[CentOS] Replacing my Scalix mail server

Tue Mar 31 23:39:45 UTC 2009
Robert Moskowitz <rgm at htt-consult.com>

Les Mikesell wrote:
> Robert Moskowitz wrote:
>   
>>>> Also I would NEVER consider running SMB services on a gateway/firewall 
>>>> and I need IPv6 support anyway on the gateway/firewall. So far I have 
>>>> used Astaro with roll-your-own (Astaro predates the IPv6 /48 
>>>> allocation), and I am getting a 'nice' box from a vendor I work with...
>>>>     
>>>>         
>>> Agreed that separation is theoretically safer, but the scripted 
>>> configuration on SME takes care of most of the things you would be 
>>> likely to forget if you did it by hand (setting up iptables firewalling, 
>>> hosts.allow, binding services only to the appropriate interface, adding 
>>> ip range restrictions within the app configs, etc.).
>>>   
>>>       
>> My concern is not 'out of the box', and even there I have problems with 
>> their 1st update procedure. I have problems with the time lag between 
>> security bugs and updates applied.
>>     
>
> Nearly all config changes on SME are done though it's web interface and 
> all of the appropriate iptables/hosts.allow/apps configs are re-written 
> as needed each time by the underlying scripts.  The updates for the 
> applications themselves should track Centos very closely since much of 
> it is unchanged (except the mail system).  You can just log in as root 
> and do a 'yum update' if you have any trouble with the admin page hiding 
> that from you.  You just have to run a couple of commands that it will 
> suggest afterwards.
>   

Les, security IS my business. Now I work mostly on secure protocols, 
having co-chaired the IPsec work in the IETF, contributed to 802.11i, 
invented HIP, was the designer of the Federal PKI's Bridge CA, and a 
number of other activities. But I work with my company's (ICSAlabs) 
certification program, and the Firewall program is one of the major ones.

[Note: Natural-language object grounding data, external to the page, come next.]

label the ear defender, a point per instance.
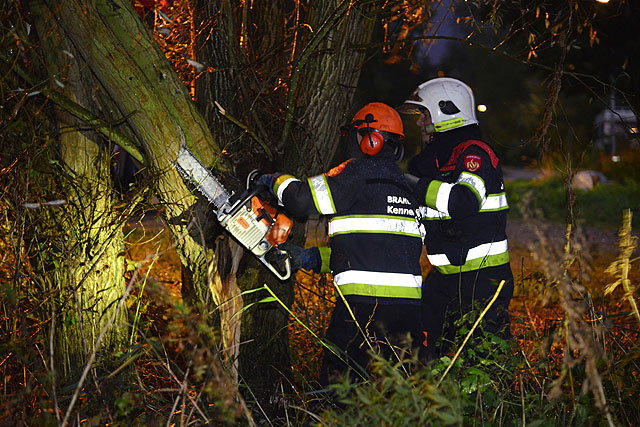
(372, 141)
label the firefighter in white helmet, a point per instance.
(461, 184)
(375, 242)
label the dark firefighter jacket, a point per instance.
(375, 238)
(466, 207)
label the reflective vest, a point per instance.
(374, 234)
(466, 211)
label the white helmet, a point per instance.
(449, 101)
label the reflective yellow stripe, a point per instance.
(281, 184)
(321, 195)
(474, 183)
(374, 224)
(373, 283)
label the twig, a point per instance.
(473, 328)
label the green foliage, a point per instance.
(394, 398)
(547, 199)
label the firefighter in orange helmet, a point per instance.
(375, 242)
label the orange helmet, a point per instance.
(380, 117)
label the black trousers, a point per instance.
(448, 297)
(399, 324)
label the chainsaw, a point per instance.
(254, 223)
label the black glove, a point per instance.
(307, 259)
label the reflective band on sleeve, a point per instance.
(325, 256)
(475, 183)
(437, 196)
(495, 202)
(374, 224)
(321, 195)
(430, 214)
(373, 283)
(281, 184)
(485, 255)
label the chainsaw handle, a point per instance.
(278, 262)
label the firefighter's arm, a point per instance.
(465, 196)
(319, 195)
(310, 259)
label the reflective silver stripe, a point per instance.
(361, 224)
(283, 186)
(480, 251)
(475, 182)
(376, 278)
(321, 195)
(495, 202)
(429, 213)
(442, 199)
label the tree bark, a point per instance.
(90, 271)
(147, 92)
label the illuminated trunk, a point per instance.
(89, 272)
(150, 100)
(257, 50)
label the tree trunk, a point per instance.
(90, 271)
(328, 84)
(145, 89)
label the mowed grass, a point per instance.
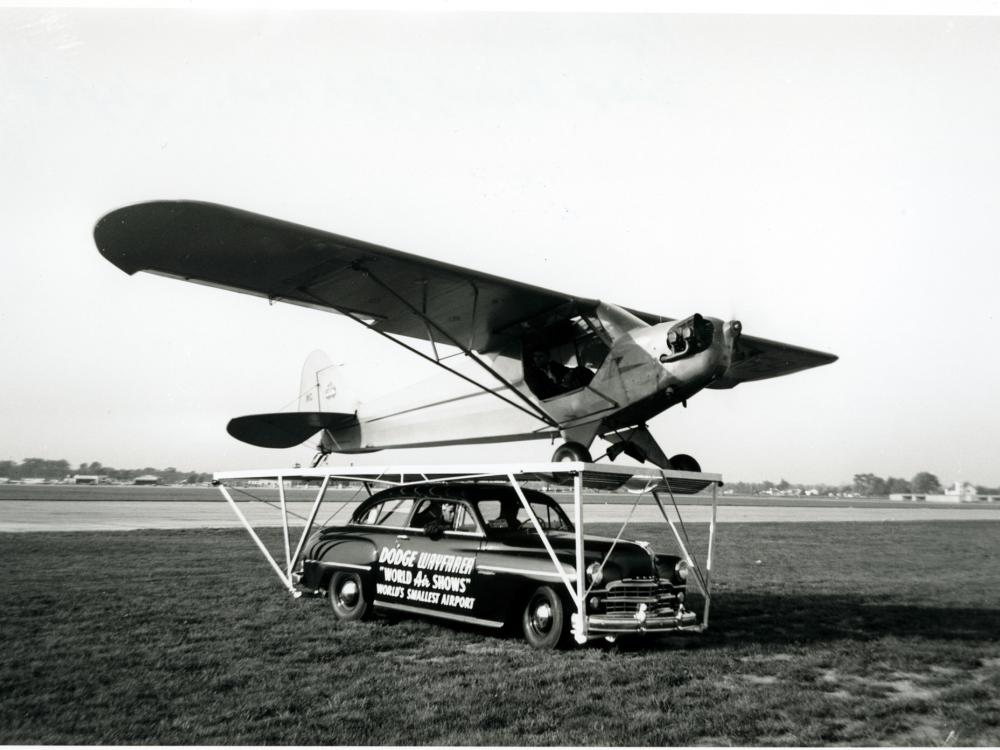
(820, 634)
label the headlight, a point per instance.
(680, 569)
(594, 573)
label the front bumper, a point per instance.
(616, 624)
(643, 605)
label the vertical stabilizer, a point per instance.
(323, 388)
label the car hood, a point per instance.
(628, 559)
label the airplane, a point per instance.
(522, 362)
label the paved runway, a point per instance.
(123, 515)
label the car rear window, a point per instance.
(388, 513)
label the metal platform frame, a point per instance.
(636, 480)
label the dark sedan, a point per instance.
(471, 553)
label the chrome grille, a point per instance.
(623, 597)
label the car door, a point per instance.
(436, 561)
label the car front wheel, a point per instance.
(347, 596)
(544, 619)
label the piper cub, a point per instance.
(536, 364)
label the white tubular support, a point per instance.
(312, 519)
(545, 540)
(680, 543)
(708, 563)
(270, 558)
(580, 633)
(284, 525)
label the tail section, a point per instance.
(323, 388)
(325, 403)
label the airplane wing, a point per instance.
(397, 293)
(757, 359)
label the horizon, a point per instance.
(829, 181)
(108, 467)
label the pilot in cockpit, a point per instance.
(547, 378)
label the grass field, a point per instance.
(821, 634)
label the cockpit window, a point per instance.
(564, 356)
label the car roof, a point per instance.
(473, 492)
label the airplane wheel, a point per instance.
(347, 597)
(571, 452)
(544, 619)
(684, 462)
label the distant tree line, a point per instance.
(865, 485)
(42, 468)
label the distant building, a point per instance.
(960, 492)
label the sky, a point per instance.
(831, 181)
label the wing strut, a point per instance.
(468, 352)
(532, 412)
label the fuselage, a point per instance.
(639, 377)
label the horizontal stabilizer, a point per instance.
(286, 429)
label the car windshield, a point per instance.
(509, 515)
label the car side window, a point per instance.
(465, 520)
(388, 513)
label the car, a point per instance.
(469, 552)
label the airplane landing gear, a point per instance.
(571, 452)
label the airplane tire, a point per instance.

I have seen attacks and mitigations that often never make it out to the 
public, or make it out after we have worked with the vendors for weeks 
to get patches before the S* hits the fans. I am particularly paranoid 
about what may be exposed on a gateway/firewall while waiting for that 
all so important patch.

I don't like SME's laid back attitude to getting a 1st install patched, 
for example. One 1st install, all services on the server MUST be blocked 
until current updates are installed and configured, and only then opened.

So, no, your explaination does not make me feel more comfortable. But 
then as indicated, I am a hard one to make comfortable....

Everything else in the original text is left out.